Wie könnte die praktische Umsetzung aussehen?

Für die praktische Umsetzung liegt zunächst ein Modell auf der Hand, welches auch innerhalb der Truppe als kurzfristig stemmbar gilt. Demnach könnten junge Menschen, die sich für die neue Form des Wehrdiensts entscheiden, an Standorten herangezogen werden, an denen aktuell bereits Grund- oder Basisausbildungen durchgeführt werden. Dort werden Soldatinnen und Soldaten grundlegende oder weiterreichende Fähigkeiten vermittelt. Dazu zählt auch die Handhabung von Waffen.

In Bayern ist das an mehreren Standorten der Fall, unter anderem in Feldkirchen, Bad Reichenhall, Weiden, Volkach oder Cham. Auch in Regen und Oberviechtach wird entsprechend ausgebildet. Entsprechendes Personal ist vor Ort. Die Rahmenbedingungen für die Ausbildung existieren. Allerdings wäre an den Standorten unter Umständen ein "Zusammenrücken" nötig. Stuben müssten gegebenenfalls wieder mit mehr Personen belegt werden. Vorteil dieses Modells wären kurze Wege: Die jungen Menschen könnten den Dienst in der Heimat leisten, wenn sie das möchten.

Letztlich bleiben diese Erwägungen im Moment aber noch spekulativ. Die Details sollen noch erarbeitet werden.

Was würde das für die Bundeswehr bedeuten?

Für die Bundeswehr würde eine vollständige Umsetzung des Vorschlages im Wesentlichen drei Dinge bedeuten: verbesserte Rekrutierungsmöglichkeiten, eine Veränderung im Hinblick auf die Aufwuchs-Fähigkeit und eine Reaktivierung der Wehrerfassung beziehungsweise Wehrüberwachung.

Was erhofft sich die Bundeswehr?

Große Hoffnungen in der Truppe ruhen darauf, dass sich das Modell als Weg zur Rekrutierung neuer Zeit- und Berufssoldaten erweist. Jeder junge Mensch wäre durch Erhalt des Fragebogens einmal in seinem Leben automatisch mit der Bundeswehr als potenziellem Arbeitgeber konfrontiert. Beobachter bemängeln allerdings, dass die Bundeswehr aktuell vor allem jene erreicht, die sich ohnehin für eine Karriere in den Streitkräften interessieren.

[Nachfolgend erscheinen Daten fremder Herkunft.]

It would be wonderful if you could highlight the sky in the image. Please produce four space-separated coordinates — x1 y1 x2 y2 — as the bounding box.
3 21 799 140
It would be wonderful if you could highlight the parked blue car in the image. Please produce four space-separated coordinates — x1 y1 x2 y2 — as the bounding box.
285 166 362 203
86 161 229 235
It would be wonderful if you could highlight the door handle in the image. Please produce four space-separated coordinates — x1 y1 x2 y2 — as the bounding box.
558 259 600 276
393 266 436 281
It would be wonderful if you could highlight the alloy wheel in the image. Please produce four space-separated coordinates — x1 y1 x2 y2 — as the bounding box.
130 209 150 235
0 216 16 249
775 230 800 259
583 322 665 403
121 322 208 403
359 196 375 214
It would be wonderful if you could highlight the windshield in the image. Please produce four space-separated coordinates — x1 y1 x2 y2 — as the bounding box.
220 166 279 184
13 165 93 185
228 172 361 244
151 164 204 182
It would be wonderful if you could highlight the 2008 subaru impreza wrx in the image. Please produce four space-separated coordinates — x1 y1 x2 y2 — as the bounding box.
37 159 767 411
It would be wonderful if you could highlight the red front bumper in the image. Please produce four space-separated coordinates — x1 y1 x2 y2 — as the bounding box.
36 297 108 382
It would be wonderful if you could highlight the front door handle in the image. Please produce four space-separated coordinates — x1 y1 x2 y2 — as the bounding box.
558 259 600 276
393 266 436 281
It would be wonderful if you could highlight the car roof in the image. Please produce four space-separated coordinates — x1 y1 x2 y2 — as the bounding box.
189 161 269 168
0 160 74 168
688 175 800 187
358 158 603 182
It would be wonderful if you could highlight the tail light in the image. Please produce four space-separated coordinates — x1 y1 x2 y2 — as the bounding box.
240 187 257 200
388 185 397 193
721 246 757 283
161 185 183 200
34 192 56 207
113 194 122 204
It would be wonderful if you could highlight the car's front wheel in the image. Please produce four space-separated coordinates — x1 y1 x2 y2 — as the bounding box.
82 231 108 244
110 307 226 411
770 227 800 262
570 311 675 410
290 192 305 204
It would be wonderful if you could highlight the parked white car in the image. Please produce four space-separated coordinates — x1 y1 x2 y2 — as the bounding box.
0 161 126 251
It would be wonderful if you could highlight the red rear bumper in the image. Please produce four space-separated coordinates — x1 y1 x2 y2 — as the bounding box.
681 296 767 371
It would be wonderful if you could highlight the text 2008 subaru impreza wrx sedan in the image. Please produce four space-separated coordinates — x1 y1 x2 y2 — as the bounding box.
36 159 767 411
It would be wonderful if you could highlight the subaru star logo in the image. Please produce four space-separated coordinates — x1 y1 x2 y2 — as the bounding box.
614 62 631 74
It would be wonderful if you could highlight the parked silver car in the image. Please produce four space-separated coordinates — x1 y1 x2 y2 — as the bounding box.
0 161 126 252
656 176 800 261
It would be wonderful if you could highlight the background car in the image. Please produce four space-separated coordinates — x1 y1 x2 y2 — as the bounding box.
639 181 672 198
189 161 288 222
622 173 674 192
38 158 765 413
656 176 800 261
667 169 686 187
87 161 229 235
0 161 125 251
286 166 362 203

Aktuell steht die Bundeswehr zudem vor der Herausforderung, nicht nur zu wachsen, sondern auch ihr Personal zu halten. Die politisch festgelegt Zielgröße liegt bei rund 203.000 Soldatinnen und Soldaten. Die Bundeswehr zählt seit Längerem aber nur rund 181.000 Männer und Frauen.

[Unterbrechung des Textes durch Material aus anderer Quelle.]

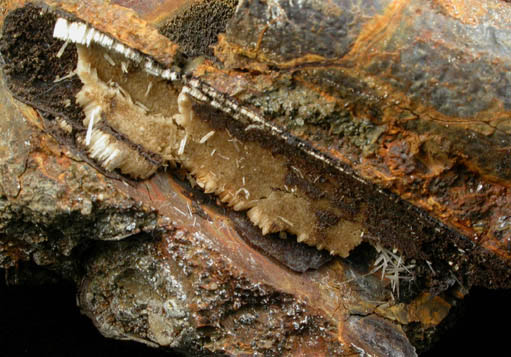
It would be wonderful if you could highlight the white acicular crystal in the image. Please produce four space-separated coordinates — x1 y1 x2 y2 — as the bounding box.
199 131 215 144
161 69 178 81
53 18 69 40
85 106 101 145
84 28 95 46
68 22 88 44
178 134 188 156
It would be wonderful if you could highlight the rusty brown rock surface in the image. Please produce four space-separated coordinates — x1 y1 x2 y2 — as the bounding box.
0 66 432 355
0 0 510 356
58 0 511 289
209 0 511 288
44 0 180 67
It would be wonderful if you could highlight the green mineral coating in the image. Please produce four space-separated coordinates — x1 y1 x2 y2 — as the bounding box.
244 78 386 157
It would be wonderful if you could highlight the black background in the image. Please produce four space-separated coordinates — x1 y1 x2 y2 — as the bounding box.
0 274 509 356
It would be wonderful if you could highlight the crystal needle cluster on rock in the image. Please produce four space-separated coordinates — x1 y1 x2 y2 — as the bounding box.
1 0 510 294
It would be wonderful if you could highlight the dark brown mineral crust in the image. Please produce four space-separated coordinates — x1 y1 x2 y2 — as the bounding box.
1 0 510 356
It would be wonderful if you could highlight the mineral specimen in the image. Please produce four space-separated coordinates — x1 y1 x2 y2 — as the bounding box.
1 0 510 355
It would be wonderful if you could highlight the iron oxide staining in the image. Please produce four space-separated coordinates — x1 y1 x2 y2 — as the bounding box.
1 4 366 258
2 1 511 293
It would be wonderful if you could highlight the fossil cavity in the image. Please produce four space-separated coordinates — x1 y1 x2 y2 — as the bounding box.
45 15 364 257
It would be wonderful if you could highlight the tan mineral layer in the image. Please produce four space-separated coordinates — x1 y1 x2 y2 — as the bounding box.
1 0 510 356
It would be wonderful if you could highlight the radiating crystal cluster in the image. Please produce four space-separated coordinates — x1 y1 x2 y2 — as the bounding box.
53 18 177 80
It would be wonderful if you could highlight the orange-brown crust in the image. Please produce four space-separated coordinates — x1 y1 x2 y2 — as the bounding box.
209 0 511 272
45 0 180 66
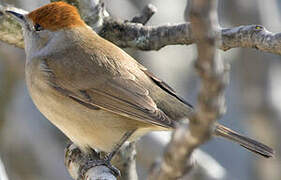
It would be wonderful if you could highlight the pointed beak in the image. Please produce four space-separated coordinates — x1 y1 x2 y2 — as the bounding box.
5 10 26 24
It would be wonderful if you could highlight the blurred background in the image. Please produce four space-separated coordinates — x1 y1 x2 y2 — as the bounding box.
0 0 280 179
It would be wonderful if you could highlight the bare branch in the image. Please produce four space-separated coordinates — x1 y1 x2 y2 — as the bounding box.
64 144 117 180
100 18 193 50
221 25 281 54
1 2 281 56
148 0 228 179
65 143 138 180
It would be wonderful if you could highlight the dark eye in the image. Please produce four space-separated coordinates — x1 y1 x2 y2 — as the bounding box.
34 23 44 31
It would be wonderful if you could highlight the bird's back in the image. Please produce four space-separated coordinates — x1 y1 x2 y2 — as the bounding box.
46 26 193 127
81 27 193 124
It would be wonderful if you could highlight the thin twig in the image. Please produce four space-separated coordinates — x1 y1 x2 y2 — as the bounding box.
221 25 281 54
130 4 157 25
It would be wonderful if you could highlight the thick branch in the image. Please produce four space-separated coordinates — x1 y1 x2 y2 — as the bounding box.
1 3 281 55
65 144 117 180
100 18 192 50
65 143 137 180
148 0 228 179
0 0 281 55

Ein Dienst in der Armee könnte manchen überzeugen zu bleiben, so eine verbreitete Hoffnung. Diese basiert auf Erfahrungen aus den Zeiten der alten Wehrpflicht. Damals verpflichteten sich rund 40 Prozent des Zeitsoldaten-Nachwuchses während ihrer Wehrdienstzeit. Truppenintern wird darüber hinaus gerne mit dem Freiwilligen Wehrdienst im Heimatschutz argumentiert. Auch dieser dient jungen Menschen mitunter zum Hineinschnuppern und als Weg hin zur Karriere als Zeit- oder gar Berufssoldat.

Was bedeutet Aufwuchs-Fähigkeit?

Wesentlicher zweiter Punkt ist die Aufwuchs-Fähigkeit der Streitkräfte: Da in Deutschland jeder als Reservist gilt, der Soldat war, ist jeder einstige Wehrdienstleistende automatisch Reservist. Im Spannungs- oder Verteidigungsfall könnten Reservisten herangezogen werden, um die Zahl der Soldatinnen und Soldaten der Bundeswehr zu erhöhen. Sie wären dann zwar kaum für speziellere Aufgaben oder eine Verwendung an der Front einsetzbar, hätten aber eine militärische Ausbildung durchlaufen, die nur aufgefrischt werden müsste. Denkbar wären folglich vielerlei Verwendungen im Inland, etwa das Bewachen von Depots oder logistischen Knotenpunkten. Aktive und gut ausgebildete Soldatinnen und Soldaten könnte das entlasten. In den entsprechenden Szenarien würden sie an die Grenzen des NATO-Bündnisgebietes verlegt.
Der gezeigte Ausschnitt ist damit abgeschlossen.